Весну в Мышкине она уже помнила: ледоход на Волге и жеребёночка, которого звали Гришкой и который скакал по двору детдома и брыкался. Ещё она помнила, как они собирали подснежники и ландыши. Помнила полёт ласточек и их гнёзда под крышей. А ещё она помнила, как все детдомовские дети спрашивали: «А почему город прозвали Мышкин?» и пели: «Мышкин, мышка, мышка-норушка, отзовись, откликнись из своей норушки, где твои детки кушают котлетки».

Но девочка не помнила того, что помнила мама. Она просто не могла это помнить, потому что она не знала этого: в ту первую весну в Мышкине и в первое лето все детдомовские ребята не могли согреться, они всё кутались, летом не расставались с тёплыми шапками и ёжились даже на солнцепёке.

В детдоме мама работала воспитателем. «Ты знаешь, — сказала она однажды девочке, — в нашем детдоме очень много детей. Их папы на фронте, а мамы остались в Ленинграде. Чтобы им не было обидно, не называй меня при всех мамой, а ещё лучше вообще не называй пока меня мамой, а называй так же, как все, — Екатериной Сергеевной, хорошо?» «Хорошо», — сказала девочка, но часто, очень часто потом ей казалось, что мама совсем забыла про неё, и ей хотелось плакать, глядя, как её мама ласково гладит головки других детей и как те прижимаются к её маме, а чтобы не заплакать, она шла со всеми и вместе со всеми прижималась к своей маме.
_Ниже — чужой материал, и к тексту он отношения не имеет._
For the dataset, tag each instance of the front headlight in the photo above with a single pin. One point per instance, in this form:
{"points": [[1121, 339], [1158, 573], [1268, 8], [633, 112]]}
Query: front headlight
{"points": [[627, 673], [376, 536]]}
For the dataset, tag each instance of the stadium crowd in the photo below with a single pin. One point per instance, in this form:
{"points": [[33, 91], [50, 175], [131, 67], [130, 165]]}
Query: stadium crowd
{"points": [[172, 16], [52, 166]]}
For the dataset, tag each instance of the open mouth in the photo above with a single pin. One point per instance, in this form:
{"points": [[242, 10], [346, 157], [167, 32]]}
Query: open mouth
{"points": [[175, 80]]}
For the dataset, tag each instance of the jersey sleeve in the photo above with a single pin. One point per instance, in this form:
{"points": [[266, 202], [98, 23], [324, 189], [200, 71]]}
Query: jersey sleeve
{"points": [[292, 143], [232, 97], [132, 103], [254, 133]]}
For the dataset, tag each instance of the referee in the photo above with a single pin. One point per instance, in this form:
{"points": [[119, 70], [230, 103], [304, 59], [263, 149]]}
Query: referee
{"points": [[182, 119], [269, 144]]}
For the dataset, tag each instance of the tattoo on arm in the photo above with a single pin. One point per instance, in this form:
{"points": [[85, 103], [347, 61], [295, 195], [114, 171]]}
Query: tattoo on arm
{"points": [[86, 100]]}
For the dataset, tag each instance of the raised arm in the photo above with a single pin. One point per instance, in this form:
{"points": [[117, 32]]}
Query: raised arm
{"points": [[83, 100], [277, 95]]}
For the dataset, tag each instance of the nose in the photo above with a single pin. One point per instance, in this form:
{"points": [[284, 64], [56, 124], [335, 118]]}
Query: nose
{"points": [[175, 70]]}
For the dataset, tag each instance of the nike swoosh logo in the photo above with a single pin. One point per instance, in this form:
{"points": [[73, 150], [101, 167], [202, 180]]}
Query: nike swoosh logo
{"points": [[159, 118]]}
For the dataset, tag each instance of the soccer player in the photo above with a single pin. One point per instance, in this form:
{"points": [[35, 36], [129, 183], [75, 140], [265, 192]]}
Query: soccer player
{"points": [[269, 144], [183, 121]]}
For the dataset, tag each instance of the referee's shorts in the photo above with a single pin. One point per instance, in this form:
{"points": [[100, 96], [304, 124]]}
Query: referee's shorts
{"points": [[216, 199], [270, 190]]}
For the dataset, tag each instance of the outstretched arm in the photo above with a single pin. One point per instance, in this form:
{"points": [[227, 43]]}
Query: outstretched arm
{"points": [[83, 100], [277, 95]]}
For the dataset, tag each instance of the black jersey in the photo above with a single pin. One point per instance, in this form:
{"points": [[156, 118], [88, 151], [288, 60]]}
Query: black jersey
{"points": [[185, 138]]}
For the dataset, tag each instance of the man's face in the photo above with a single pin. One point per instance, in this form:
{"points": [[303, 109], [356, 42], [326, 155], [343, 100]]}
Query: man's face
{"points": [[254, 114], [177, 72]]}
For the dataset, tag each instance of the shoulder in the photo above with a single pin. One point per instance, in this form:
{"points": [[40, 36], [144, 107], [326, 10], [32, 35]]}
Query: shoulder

А когда она видела, как мама утешает кого-нибудь, кто разбил себе нос или ободрал колено, ей тоже хотелось рассадить себе колено, и она начинала носиться по двору, толкать детей и один раз так толкнула мальчика, что тот упал и заплакал, и мама наказала её, поставив в угол. Ах как было обидно стоять в углу! Она стояла в углу совсем одна и, не стесняясь, плакала навзрыд, когда пришла мама. Она подошла и стала рядом, положив руку ей на голову: «От бабушки и дедушки уже три месяца нет писем. Наверное, они погибли…» Девочка перестала плакать и прижалась к маме. Они стояли тихо-тихо. Стояли и стояли. А потом мама подтолкнула её к двери. «Иди, побегай, — сказала она, — поиграй с ребятами».